See: http://www.scrippsnews.com/node/44463
So what happens when the tax has the “desired” effect, and people decrease their use of gasoline?
“G8 agrees to limit global temperature increase to 2C.”
“A goal without a plan is just a wish.”, Antoine de St. Exupery
“I prefer the “fee-and-dividend” version of this approach in which all revenues are returned to the public on an equal, per capita basis, so those with below-average carbon footprints come out ahead…”-Jim Hansen
This guy obviously lives in some type of wierd alternate universe if he thinks that any politician would ever in his wildest imaginings consider returning 100% of any revenues to anyone. I believe the generally accepted amount that is returned to the states is about 10% or less. Wake up Jim!!! You will be fired if you keep up with these fantasies… how do you think you have been earning the big bucks? Go back to your office, adjust your temperatures, and keep your mouth shut… unless you’re ready to retire.
“G8 agrees to limit global temperature increase to 2C.”
ARTHUR:
It’s true! It’s true! The crown has made it clear.
The climate must be perfect all the year.
A law was made a distant moon ago here:
July and August cannot be too hot.
And there’s a legal limit to the snow here
In Camelot.
The winter is forbidden till December
And exits March the second on the dot.
By order, summer lingers through September
In Camelot.
Camelot! Camelot!
I know it sounds a bit bizarre,
But in Camelot, Camelot
That’s how conditions are.
The rain may never fall till after sundown.
By eight, the morning fog must disappear.
In short, there’s simply not
A more congenial spot
For happily-ever-aftering than here
In Camelot.
Camelot! Camelot!
I know it gives a person pause,
But in Camelot, Camelot
Those are the legal laws.
The snow may never slush upon the hillside.
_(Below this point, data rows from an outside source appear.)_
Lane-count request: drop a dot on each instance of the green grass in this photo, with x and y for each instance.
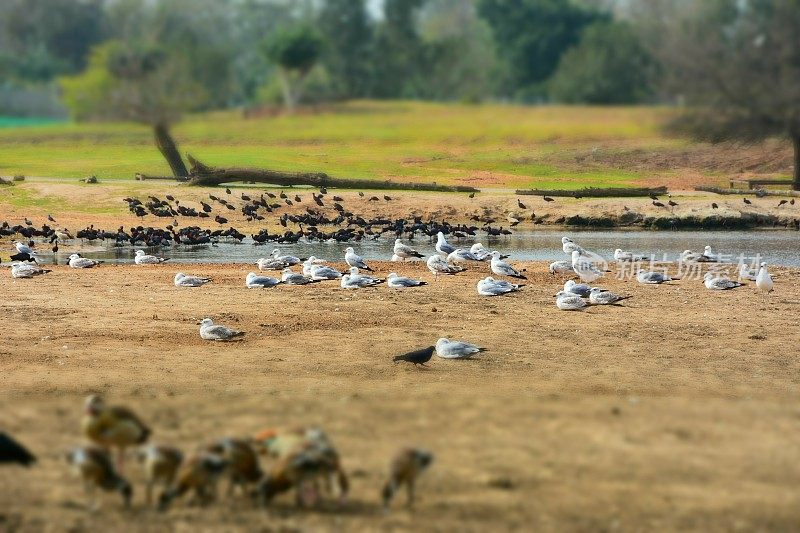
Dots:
(490, 145)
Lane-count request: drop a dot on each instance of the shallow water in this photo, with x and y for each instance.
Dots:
(775, 247)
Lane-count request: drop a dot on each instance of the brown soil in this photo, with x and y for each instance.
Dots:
(677, 411)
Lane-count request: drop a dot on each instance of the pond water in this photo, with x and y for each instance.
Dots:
(775, 247)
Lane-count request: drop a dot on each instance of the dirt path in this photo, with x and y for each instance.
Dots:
(675, 412)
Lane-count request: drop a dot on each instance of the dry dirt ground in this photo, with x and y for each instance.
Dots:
(678, 411)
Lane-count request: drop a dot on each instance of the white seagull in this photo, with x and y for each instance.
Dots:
(142, 258)
(447, 349)
(217, 332)
(355, 260)
(763, 279)
(182, 280)
(492, 287)
(399, 282)
(76, 261)
(254, 281)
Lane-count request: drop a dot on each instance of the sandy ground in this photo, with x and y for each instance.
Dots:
(678, 411)
(79, 206)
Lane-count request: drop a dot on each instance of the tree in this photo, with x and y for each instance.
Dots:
(609, 66)
(737, 66)
(532, 35)
(142, 83)
(295, 50)
(348, 35)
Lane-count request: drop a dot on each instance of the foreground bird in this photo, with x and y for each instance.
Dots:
(405, 469)
(217, 332)
(447, 349)
(112, 426)
(182, 280)
(719, 283)
(254, 281)
(12, 451)
(492, 287)
(404, 251)
(763, 279)
(76, 261)
(161, 464)
(399, 282)
(95, 468)
(418, 357)
(142, 258)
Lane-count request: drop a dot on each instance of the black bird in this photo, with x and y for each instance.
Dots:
(13, 452)
(418, 357)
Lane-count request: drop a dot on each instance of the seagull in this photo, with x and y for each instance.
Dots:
(354, 260)
(763, 279)
(652, 278)
(561, 267)
(569, 302)
(182, 280)
(293, 278)
(460, 255)
(26, 270)
(144, 259)
(418, 357)
(492, 287)
(76, 261)
(442, 246)
(501, 268)
(581, 289)
(447, 349)
(622, 255)
(217, 332)
(569, 246)
(746, 273)
(719, 283)
(287, 260)
(585, 269)
(439, 265)
(404, 251)
(598, 296)
(254, 281)
(398, 282)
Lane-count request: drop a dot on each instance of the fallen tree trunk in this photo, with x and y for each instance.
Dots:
(201, 174)
(595, 192)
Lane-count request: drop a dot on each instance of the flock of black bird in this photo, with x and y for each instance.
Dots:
(326, 219)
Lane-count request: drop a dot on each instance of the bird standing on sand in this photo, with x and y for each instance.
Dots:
(355, 260)
(112, 426)
(418, 357)
(217, 332)
(12, 451)
(405, 469)
(763, 279)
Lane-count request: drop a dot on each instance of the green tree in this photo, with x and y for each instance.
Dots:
(737, 66)
(531, 35)
(295, 50)
(141, 83)
(348, 35)
(609, 66)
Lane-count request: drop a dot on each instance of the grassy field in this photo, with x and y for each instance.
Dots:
(492, 145)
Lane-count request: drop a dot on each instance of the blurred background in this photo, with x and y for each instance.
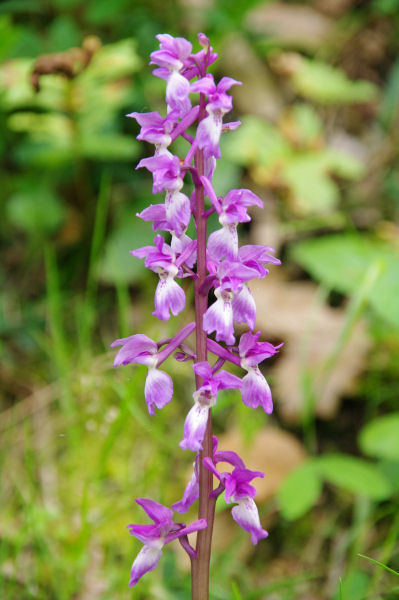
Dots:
(319, 107)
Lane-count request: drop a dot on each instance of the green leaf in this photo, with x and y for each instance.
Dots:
(354, 586)
(328, 85)
(118, 265)
(340, 261)
(312, 191)
(37, 213)
(299, 492)
(379, 564)
(256, 142)
(380, 437)
(354, 475)
(108, 147)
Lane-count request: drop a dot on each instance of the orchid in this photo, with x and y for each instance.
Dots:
(155, 537)
(218, 263)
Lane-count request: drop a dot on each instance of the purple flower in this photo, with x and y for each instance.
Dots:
(255, 390)
(232, 209)
(238, 489)
(191, 492)
(220, 315)
(166, 172)
(141, 350)
(175, 214)
(171, 59)
(161, 259)
(155, 537)
(219, 103)
(204, 399)
(156, 129)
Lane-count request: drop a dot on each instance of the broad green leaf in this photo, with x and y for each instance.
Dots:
(353, 586)
(299, 492)
(329, 85)
(354, 475)
(340, 262)
(380, 437)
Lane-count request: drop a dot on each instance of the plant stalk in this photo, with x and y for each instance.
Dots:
(200, 563)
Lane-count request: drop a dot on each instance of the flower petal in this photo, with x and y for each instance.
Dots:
(219, 318)
(244, 307)
(169, 296)
(191, 494)
(255, 391)
(194, 427)
(223, 243)
(146, 560)
(177, 90)
(156, 511)
(178, 211)
(246, 515)
(158, 389)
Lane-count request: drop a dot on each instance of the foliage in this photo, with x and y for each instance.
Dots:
(321, 147)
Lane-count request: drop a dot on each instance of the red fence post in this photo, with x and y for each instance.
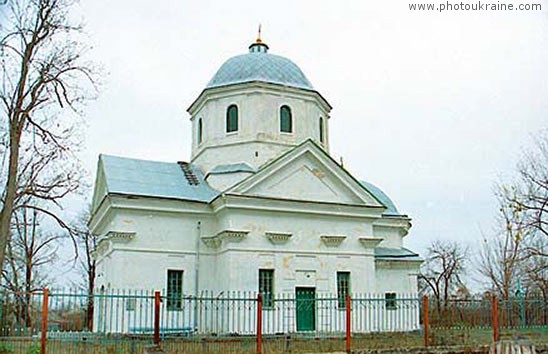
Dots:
(495, 318)
(348, 324)
(425, 319)
(259, 323)
(156, 317)
(45, 303)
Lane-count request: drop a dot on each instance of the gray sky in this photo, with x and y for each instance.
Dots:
(432, 107)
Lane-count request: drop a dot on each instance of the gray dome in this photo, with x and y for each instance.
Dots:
(258, 65)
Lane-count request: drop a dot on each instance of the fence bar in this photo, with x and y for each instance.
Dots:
(259, 323)
(44, 337)
(156, 317)
(426, 324)
(495, 318)
(348, 324)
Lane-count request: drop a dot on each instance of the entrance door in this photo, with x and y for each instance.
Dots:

By nine p.m. the moonlight must appear.
In short, there’s simply not
A more congenial spot
For happily-ever-aftering than here
In Camelot.
Freezedried nails it too.
“The essential step, then, is to phase out coal emissions over the next two decades. And to declare off limits artificial high-carbon fuels such as tar sands and shale while moving to phase out dependence on conventional petroleum as well.”
So when will we see ol’ Jim Hansen protesting in front of a Chinese Coal-fired power plant?
Or trying to get those poor, abused Chinese coal miners to give up their jobs (which are surely killing millions)?
Any measures the G-8 take to reduce the CO2 levels will be surpassed by the constant increases by China and India.
Even if the entire “developed” world were to reduce their total CO2 output to zero, the big two will have us over 400ppm in a few years anyway…
Hey… Lets name the 1970 – 2000 warming period for Jim Hansen. We can look back with reverence at the Hansen Warming and know that posterity is well served. We will never, ever, forget Jim.
Eric Naegle (18:22:43) : Why can’t Ehrlich and his ilk show us the way over the cliff?
Again, let me point this out, because somehow it completely gets lost in the message. Every time someone says “CO2 has increased 100ppm since the start of the industrial revolution”, they always try to portray that the entire 100ppm CO2 rise is from human emissions. Even if they don’t think it, they leave out any notion that would reveal that only 3% (3ppm) of that CO2 is from human emissions.
So, all of the extreme global warming we are seeing right now, is due to 3ppm of atmospheric CO2 from human emissions. I am sorry, but I am just paralyzed with fright from those 3ppm!